Pair Corralation between Shenzhen Hifuture and StarPower Semiconductor
Assuming the 90 days trading horizon Shenzhen Hifuture is expected to generate 1.12 times less return on investment than StarPower Semiconductor. But when comparing it to its historical volatility, Shenzhen Hifuture Electric is 1.29 times less risky than StarPower Semiconductor. It trades about 0.21 of its potential returns per unit of risk. StarPower Semiconductor is currently generating about 0.18 of returns per unit of risk over similar time horizon. If you would invest 6,721 in StarPower Semiconductor on September 22, 2024 and sell it today you would earn a total of 3,152 from holding StarPower Semiconductor or generate 46.9% return on investment over 90 days.

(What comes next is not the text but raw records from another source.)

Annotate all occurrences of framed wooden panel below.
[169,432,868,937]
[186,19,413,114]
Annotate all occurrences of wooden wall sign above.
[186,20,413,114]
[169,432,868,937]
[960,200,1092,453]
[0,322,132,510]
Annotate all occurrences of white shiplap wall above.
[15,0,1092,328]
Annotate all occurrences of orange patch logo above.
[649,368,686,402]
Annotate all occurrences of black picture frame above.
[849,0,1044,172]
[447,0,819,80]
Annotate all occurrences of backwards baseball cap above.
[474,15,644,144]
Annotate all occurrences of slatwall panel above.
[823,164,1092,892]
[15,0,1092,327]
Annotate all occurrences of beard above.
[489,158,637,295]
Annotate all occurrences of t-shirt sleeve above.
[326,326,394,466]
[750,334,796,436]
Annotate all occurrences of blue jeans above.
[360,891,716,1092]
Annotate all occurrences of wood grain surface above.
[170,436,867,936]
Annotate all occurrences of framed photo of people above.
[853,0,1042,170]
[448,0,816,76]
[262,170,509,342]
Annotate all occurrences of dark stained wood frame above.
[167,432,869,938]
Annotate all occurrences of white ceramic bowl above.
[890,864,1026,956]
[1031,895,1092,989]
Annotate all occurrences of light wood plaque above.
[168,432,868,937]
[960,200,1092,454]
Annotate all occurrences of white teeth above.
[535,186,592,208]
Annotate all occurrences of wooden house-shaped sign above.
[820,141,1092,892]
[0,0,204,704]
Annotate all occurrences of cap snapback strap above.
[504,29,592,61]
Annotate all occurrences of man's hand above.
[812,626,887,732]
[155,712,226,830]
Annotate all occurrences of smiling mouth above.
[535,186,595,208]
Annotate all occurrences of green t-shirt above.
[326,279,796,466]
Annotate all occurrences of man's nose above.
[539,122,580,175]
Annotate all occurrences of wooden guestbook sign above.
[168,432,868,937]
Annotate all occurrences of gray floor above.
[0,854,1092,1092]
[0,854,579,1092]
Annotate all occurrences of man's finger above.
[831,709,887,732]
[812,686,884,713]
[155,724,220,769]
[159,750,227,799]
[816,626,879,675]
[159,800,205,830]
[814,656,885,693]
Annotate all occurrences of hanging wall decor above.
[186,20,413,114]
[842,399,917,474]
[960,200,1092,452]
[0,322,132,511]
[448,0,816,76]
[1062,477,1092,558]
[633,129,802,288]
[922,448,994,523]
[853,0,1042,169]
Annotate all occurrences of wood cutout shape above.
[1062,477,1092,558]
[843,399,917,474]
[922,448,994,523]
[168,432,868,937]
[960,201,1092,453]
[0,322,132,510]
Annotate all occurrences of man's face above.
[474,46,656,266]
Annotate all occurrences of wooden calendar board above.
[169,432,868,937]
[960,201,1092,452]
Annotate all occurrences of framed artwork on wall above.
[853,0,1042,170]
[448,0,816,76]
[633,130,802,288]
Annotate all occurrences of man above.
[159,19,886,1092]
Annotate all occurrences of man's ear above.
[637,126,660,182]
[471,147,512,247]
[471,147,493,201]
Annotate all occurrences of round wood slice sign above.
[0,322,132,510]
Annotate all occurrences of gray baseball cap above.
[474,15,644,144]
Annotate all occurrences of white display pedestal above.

Time Period | 3 Months [change] |
Direction | Moves Together |
Strength | Very Weak |
Accuracy | 100.0% |
Values | Daily Returns |
Shenzhen Hifuture Electric vs. StarPower Semiconductor
Performance |
Timeline |
Shenzhen Hifuture |
StarPower Semiconductor |
Shenzhen Hifuture and StarPower Semiconductor Volatility Contrast
Predicted Return Density |
Returns |
Pair Trading with Shenzhen Hifuture and StarPower Semiconductor
The main advantage of trading using opposite Shenzhen Hifuture and StarPower Semiconductor positions is that it hedges away some unsystematic risk. Because of two separate transactions, even if Shenzhen Hifuture position performs unexpectedly, StarPower Semiconductor can make up some of the losses. Pair trading also minimizes risk from directional movements in the market. For example, if an entire industry or sector drops because of unexpected headlines, the short position in StarPower Semiconductor will offset losses from the drop in StarPower Semiconductor's long position.Shenzhen Hifuture vs. Agricultural Bank of | Shenzhen Hifuture vs. Industrial and Commercial | Shenzhen Hifuture vs. Bank of China | Shenzhen Hifuture vs. PetroChina Co Ltd |
Check out your portfolio center.Note that this page's information should be used as a complementary analysis to find the right mix of equity instruments to add to your existing portfolios or create a brand new portfolio. You can also try the Global Markets Map module to get a quick overview of global market snapshot using zoomable world map. Drill down to check world indexes.